Honesty means not making excuses for yourself, an abusive partner, or a country that has less than a stellar history. It means speaking out. It means calling people on their bullshit.

It means not working in a job you hate to pay for things you really don’t need.

It means spending time with your children instead of buying them shit. Listening to their stories. Relating to them. Sharing yours. Answering questions honestly when they ask you.

It means refusing to take pain meds or antidepressants to be more available or pleasing to other people, and not drinking alcohol to tolerate an annoying family member.

Honesty comes from listening to yourself and others, and saying “I don’t know” when you don’t.

It means owning your sexuality and not faking pleasure or orgasms.

It means eating food that will support your body and not deplete the Earth in the process.

It means not taking or hoarding more than you need.

It means saying no when you mean no and yes when you mean yes.

It means telling your partner what you really need instead of making them guess.

It means allowing your children to tell you what they think, no matter what their age is, or how “inappropriate” it is. I actually even allow my nine-year-old son to scream, “F*ck!” at the top of his lungs when he feels he needs to get it out of his system. Unconventional parenting? Probably.

I’d rather have him get his frustrations out of his system now than let them build up slowly until he’s a teenager, snuffing them out with drugs or alcohol. I tell my son, “You have a right to talk back to me. You have a right to tell me I am wrong. Perhaps, I am. You have a right to have your own opinions and feelings.“

When children cannot talk to or relate to their parents bad things happen.

It’s not surprising that truth is hard to find. We socialize our kids from the get-go to be polite. We suppress their gut instincts about people to make ourselves more socially acceptable. No one wants to have the “disobedient” kid. Believe me, I know.

We must get beyond worrying about dirty looks and actually be parents. Parenting is not about producing a robot. Parenting is giving your children the tools they need to survive and live contentedly.

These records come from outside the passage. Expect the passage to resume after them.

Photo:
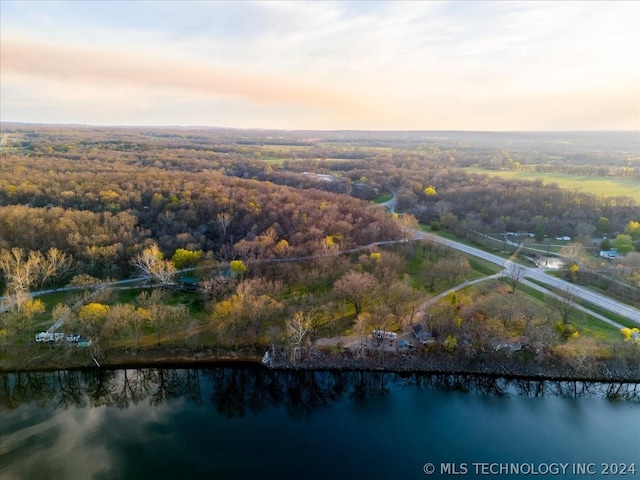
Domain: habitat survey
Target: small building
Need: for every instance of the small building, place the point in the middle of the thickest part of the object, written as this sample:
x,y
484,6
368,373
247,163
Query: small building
x,y
609,254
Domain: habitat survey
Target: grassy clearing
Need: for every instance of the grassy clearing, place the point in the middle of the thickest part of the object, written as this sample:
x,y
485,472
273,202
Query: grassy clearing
x,y
594,308
604,186
587,325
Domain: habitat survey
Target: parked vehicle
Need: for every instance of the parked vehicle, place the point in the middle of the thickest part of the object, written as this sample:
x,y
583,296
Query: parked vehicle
x,y
383,335
49,337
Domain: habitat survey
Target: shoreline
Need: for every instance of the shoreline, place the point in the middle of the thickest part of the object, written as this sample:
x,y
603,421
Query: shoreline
x,y
505,367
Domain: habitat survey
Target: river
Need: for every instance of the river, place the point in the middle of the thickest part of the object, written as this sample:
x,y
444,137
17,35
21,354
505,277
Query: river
x,y
244,422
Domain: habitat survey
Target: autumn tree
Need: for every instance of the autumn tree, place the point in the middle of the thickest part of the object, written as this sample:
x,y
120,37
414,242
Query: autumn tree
x,y
623,244
152,264
186,258
356,288
297,328
400,299
408,224
158,313
92,318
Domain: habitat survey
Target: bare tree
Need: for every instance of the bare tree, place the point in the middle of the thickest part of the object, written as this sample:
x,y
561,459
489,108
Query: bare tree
x,y
563,304
152,263
355,288
224,220
297,329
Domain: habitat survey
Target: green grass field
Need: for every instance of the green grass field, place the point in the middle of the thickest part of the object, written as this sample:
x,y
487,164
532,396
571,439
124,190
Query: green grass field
x,y
605,186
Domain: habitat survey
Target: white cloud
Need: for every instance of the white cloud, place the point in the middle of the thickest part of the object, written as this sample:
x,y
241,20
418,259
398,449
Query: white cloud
x,y
356,64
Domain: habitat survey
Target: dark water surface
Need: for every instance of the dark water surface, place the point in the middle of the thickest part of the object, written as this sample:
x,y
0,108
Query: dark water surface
x,y
246,423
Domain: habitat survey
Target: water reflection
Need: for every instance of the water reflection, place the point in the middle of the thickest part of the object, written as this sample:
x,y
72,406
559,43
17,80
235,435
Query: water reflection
x,y
234,391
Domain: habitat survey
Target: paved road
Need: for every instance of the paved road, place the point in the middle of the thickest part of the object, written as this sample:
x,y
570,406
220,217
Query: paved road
x,y
541,276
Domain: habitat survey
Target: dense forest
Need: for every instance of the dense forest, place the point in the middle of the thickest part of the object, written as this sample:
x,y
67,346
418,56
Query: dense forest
x,y
101,195
263,216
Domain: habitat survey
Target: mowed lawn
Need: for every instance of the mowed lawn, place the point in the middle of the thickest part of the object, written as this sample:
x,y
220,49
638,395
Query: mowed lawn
x,y
607,186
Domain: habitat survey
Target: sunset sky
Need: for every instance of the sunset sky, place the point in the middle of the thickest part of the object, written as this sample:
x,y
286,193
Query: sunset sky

People don’t like to hear the truth. They are not used to it. Criticism is hard to take. What we forget is that someone who tells us the truth is doing us a favor. How many people smile to someone’s face and complain to everyone else about how moronic they are?

People who tell the truth usually have a good intention behind it. Why else would they face scrutiny for doing so?

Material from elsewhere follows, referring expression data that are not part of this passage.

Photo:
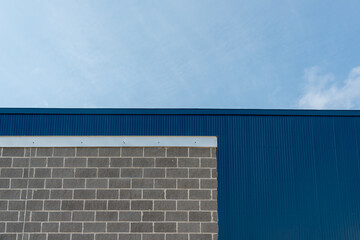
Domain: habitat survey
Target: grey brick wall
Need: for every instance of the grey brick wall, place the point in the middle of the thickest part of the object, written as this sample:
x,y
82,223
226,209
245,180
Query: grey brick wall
x,y
108,194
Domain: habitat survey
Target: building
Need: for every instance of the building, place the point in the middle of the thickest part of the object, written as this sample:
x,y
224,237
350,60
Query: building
x,y
281,174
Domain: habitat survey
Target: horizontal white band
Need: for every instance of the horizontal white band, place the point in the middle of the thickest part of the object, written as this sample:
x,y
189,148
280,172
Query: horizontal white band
x,y
111,141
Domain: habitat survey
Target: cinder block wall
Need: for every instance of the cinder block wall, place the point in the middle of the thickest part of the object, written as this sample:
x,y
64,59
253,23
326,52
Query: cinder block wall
x,y
108,193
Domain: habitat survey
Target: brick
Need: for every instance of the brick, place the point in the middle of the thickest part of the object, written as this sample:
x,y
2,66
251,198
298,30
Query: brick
x,y
96,183
84,194
189,227
98,162
200,194
59,216
38,162
106,216
164,205
14,227
188,183
62,173
154,152
16,205
11,172
176,237
44,152
53,183
58,237
164,227
208,205
72,205
94,227
41,194
130,194
118,227
83,216
143,162
131,173
36,183
142,183
199,216
132,152
119,183
199,173
37,236
5,162
176,216
75,162
188,162
70,227
95,205
119,205
107,194
130,216
154,173
109,173
106,237
166,162
208,183
120,162
141,205
177,173
153,236
9,216
208,162
3,205
109,152
13,152
153,194
52,205
85,172
74,183
129,236
188,205
85,151
21,162
200,237
78,236
199,152
9,194
153,216
39,216
61,194
4,183
56,162
165,183
176,194
50,227
141,227
209,227
66,152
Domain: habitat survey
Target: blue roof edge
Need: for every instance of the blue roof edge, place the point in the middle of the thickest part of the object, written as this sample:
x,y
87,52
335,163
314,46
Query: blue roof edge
x,y
178,111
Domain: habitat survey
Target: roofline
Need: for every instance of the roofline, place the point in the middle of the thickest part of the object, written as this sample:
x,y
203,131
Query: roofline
x,y
177,111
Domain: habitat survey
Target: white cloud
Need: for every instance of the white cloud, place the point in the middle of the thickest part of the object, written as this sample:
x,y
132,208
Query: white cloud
x,y
322,92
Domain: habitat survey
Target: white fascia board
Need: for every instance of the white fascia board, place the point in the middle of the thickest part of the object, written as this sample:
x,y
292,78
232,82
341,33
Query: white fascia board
x,y
108,141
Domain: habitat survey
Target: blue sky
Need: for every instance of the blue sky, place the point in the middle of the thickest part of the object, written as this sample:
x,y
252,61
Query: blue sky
x,y
180,54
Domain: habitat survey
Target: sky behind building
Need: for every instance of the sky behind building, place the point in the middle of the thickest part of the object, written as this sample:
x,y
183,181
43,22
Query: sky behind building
x,y
193,54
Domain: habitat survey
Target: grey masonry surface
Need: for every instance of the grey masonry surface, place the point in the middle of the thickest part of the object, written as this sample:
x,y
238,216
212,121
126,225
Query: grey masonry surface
x,y
132,193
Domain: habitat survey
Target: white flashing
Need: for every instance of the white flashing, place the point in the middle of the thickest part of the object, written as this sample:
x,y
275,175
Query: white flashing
x,y
108,141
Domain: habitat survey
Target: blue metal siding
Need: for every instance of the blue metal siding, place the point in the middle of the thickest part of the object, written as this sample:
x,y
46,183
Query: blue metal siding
x,y
281,176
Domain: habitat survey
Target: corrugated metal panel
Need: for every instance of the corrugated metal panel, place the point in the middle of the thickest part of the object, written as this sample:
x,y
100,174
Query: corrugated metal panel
x,y
281,176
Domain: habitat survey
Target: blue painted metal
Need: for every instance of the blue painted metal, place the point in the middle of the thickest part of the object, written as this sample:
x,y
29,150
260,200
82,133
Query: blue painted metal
x,y
282,174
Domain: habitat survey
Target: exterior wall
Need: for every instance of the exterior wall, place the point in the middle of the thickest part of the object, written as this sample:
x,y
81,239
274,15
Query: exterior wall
x,y
108,193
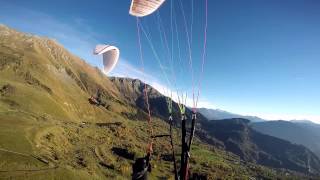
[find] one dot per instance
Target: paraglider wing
(110, 56)
(142, 8)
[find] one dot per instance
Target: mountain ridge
(45, 112)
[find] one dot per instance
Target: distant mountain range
(233, 134)
(217, 114)
(46, 110)
(299, 132)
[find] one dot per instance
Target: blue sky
(262, 56)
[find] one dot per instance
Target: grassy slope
(41, 115)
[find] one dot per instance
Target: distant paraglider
(110, 56)
(140, 8)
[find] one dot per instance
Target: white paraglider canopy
(142, 8)
(110, 56)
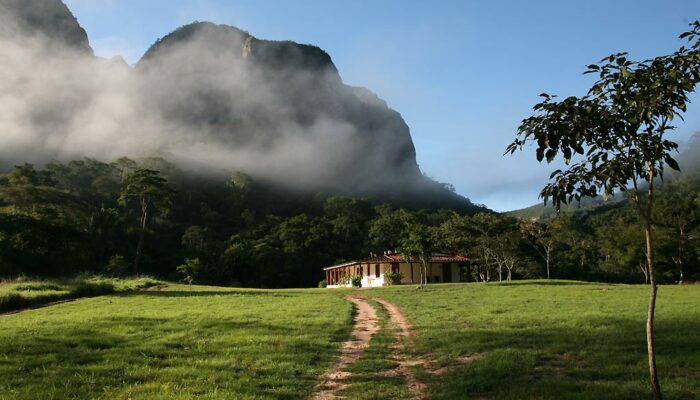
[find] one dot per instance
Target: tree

Honest women in particular are usually called bitches. We are cut off. We are ostracized. The fear of that alone keeps many of us silent.

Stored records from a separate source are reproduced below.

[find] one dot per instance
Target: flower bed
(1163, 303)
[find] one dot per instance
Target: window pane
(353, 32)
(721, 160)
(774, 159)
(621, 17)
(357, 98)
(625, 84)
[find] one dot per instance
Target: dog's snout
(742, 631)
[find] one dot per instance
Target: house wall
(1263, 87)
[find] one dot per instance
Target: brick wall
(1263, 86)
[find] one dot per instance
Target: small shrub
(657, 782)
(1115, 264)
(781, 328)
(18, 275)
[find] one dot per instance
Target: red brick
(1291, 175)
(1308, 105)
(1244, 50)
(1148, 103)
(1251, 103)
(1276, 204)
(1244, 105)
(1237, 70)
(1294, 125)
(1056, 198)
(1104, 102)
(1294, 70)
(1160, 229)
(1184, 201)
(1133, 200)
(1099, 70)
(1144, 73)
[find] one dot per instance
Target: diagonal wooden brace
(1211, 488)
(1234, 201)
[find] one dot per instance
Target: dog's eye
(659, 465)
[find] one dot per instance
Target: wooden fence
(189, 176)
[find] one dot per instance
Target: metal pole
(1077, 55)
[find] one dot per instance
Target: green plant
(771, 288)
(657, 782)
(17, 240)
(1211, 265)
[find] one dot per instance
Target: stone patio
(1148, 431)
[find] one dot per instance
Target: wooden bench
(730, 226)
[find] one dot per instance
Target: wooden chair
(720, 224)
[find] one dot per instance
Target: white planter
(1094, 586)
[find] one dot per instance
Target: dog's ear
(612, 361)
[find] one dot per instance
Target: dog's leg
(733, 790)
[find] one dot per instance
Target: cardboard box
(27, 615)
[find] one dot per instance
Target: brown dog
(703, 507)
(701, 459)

“We have been socialized to respect fear more than our own needs for language and definition, and while we wait in silences for that final luxury of fearlessness, the weight of that silence will choke us.”

~ Audre Lorde

I believe when you really care about something or someone, you tell the truth.

At some point, all of this dishonesty will catch up with us and tank the Western world as we know it. Our lifestyles are not sustainable. We our building our society on the individual lies we tell ourselves day after day.

We must begin a collective change, but that can only come when we start telling the truth about our individual lives. The small white lies take time away from what matters. They add up and rob us of actually living.

Do I get it right all the time? No. Of course not. None of us do. And my version of the truth may be different than yours.

However, I hope to come closer to complete honesty and move away from this goofy reality show our country has become.

It is our quirky uniqueness that endears us to others. The large crooked nose, the horrendous chuckle, the inability to put down the cookie jar. It is what makes us different from others that causes death to be painful for those left behind.

People remember the dead for their realness. Attend any funeral and you will know that to be fact. No one will remember which masks we wore to be appeasing.